Give me a lie detector test, please. I swear upon my mother’s grave . . . wait, she’s still alive–what else can I swear upon? At any rate, trust me when I tell you I have never voluntarily sat down to watch the FOX television program, “Lie to Me.” My wife enjoys the whole genre of detective-ish, who-the-hell-done-it shows. And sometimes I’m in the room. One of the shows I don’t mind so much is Lie To Me. Why? First, I’m a fan of the lead actor, Tim Roth. Second, I know something about the field of psychology. And, when I find bogus portrayals of what we know about human psychology . . . well, let’s just say I get excited. Who doesn’t like to get excited? My wife will often plead for me to “stick a sock in it.” Or something.
What gets me riled about the show? The blatant and largely bogus exaggeration of the meaning of human gestures. “Oh, he scratched his head, that must mean he’s unsure of what to say.” That, or maybe he has an itchy scalp.
Sure, clues are possible. And as good poker players know, individuals do have “tells” that can indicate whether or not they are bluffing about what cards they hold. After the person has been studied to determine his/her individual habits. But the entire field is far from something we could call hard science.
Imagine an infant making a distressed facial expression as daddy picks it up. Oh-oh, must mean something. Is baby afraid of daddy? Then the infant passes gas — or something more substantial.
My point: We are creatures with inner lives as well as outer. And our feelings about one will bleed into the other. As an illustration: many a time my wife has asked me about some topic, then questioned me about the facial expression I unknowingly exhibited while responding. “Oh, I was just thinking about this a-hole I encountered today.” And that influenced what my face “said.”
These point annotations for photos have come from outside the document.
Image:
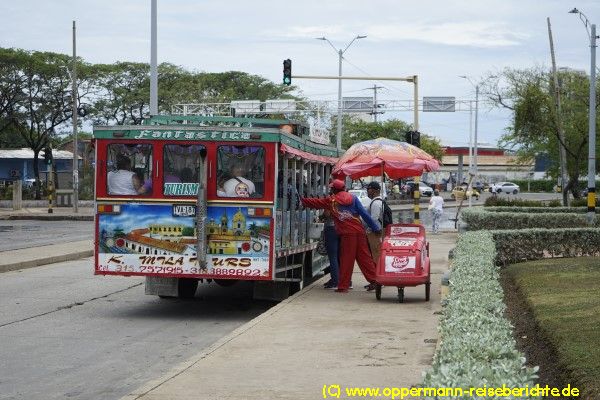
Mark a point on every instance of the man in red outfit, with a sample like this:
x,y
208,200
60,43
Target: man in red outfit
x,y
346,211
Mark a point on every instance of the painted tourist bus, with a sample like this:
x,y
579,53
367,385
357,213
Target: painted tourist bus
x,y
183,200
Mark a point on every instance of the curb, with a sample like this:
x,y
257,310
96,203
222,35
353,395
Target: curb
x,y
46,260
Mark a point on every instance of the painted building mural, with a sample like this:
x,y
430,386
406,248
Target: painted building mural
x,y
162,239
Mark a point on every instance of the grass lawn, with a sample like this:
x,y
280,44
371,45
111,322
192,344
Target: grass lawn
x,y
564,296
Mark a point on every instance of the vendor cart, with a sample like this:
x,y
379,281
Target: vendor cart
x,y
404,260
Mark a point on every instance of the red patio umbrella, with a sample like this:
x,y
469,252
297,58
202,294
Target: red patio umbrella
x,y
382,155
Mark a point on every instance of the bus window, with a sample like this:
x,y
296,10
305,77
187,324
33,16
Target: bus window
x,y
180,165
240,171
129,169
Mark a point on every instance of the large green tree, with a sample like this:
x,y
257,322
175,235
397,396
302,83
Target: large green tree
x,y
528,93
39,99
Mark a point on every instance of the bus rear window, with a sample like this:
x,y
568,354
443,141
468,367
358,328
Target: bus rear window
x,y
129,169
240,171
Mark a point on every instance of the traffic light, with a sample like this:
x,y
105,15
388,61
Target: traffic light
x,y
287,72
48,155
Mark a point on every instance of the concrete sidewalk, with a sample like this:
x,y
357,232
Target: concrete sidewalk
x,y
12,260
87,213
41,213
314,339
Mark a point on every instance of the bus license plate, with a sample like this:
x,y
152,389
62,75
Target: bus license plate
x,y
184,211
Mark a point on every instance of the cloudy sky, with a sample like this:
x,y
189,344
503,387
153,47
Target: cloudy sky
x,y
436,40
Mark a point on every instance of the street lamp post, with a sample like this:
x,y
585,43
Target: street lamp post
x,y
473,163
591,212
340,53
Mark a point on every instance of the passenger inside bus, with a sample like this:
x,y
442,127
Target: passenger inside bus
x,y
238,185
141,185
120,182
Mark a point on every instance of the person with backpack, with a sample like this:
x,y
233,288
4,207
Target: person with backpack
x,y
347,211
381,213
436,205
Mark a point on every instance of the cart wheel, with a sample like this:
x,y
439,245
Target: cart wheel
x,y
401,295
378,292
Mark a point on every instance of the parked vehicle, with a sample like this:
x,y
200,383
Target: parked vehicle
x,y
362,196
479,186
174,220
460,192
424,189
505,187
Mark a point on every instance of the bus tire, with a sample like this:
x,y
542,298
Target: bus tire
x,y
186,288
225,282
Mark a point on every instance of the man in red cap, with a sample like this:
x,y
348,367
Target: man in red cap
x,y
346,211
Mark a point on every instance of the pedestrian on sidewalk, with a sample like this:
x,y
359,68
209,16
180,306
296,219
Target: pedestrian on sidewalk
x,y
436,205
332,244
346,211
376,212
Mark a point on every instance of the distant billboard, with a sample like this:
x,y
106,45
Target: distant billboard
x,y
439,104
357,104
280,106
246,106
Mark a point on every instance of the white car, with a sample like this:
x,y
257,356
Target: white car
x,y
505,187
362,196
424,189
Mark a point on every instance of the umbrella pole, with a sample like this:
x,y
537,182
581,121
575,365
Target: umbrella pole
x,y
381,194
417,194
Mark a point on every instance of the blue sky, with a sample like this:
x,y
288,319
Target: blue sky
x,y
436,40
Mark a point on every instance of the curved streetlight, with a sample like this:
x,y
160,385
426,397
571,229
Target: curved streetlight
x,y
591,200
340,55
472,152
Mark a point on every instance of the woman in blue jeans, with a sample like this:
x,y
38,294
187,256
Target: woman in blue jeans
x,y
332,244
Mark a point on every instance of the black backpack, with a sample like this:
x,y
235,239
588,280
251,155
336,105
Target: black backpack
x,y
387,213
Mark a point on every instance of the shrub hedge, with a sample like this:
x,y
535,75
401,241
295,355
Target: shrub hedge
x,y
495,201
477,346
539,209
513,246
478,218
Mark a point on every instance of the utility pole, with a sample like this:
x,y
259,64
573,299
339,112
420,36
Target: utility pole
x,y
153,62
591,212
562,153
75,143
375,105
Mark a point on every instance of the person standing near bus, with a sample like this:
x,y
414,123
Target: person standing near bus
x,y
346,211
376,212
120,182
436,205
332,244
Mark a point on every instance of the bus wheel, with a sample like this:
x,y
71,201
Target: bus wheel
x,y
225,282
186,288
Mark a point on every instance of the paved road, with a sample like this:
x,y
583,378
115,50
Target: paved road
x,y
22,234
67,334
My skepticism over gesture-reading as strongly indicative motives has recently been fueled by a finding announced with this heading:
The news release summed up the study this way -
For decades many NLP [neuro-linguistic-programming] practitioners have claimed that when a person looks up to their right they are likely to be lying, whilst a glance up to their left is indicative of telling the truth.
Professor Richard Wiseman (University of Hertfordshire, UK) and Dr Caroline Watt (University of Edinburgh, UK) tested this idea by filming volunteers as they either lied or told the truth, and then carefully coded their eye movements. In a second study another group of participants was asked to watch the films and attempt to detect the lies on the basis of the volunteers’ eye movements.
The authors concluded that the claim of eye movement indicating truth-telling and lying is “unfounded.” They called on “the public and organisations to abandon this approach to lie detection.”
I’m just glad handwriting analysis (graphology) has long been rejected as pseudoscience. And that most personal correspondence these days is conducted via a keyboard and not a lone ink-chopstick. Otherwise I might get locked up as a lunatic, due to my extremely poor fine motor skills. “Cuff this guy, detective. He’s dangerous, very dangerous.”
Alas, at this point there doesn’t seem to be a reliable method for determining who is lying, who is telling the truth, and who is capable of what.
But wouldn’t it be nice.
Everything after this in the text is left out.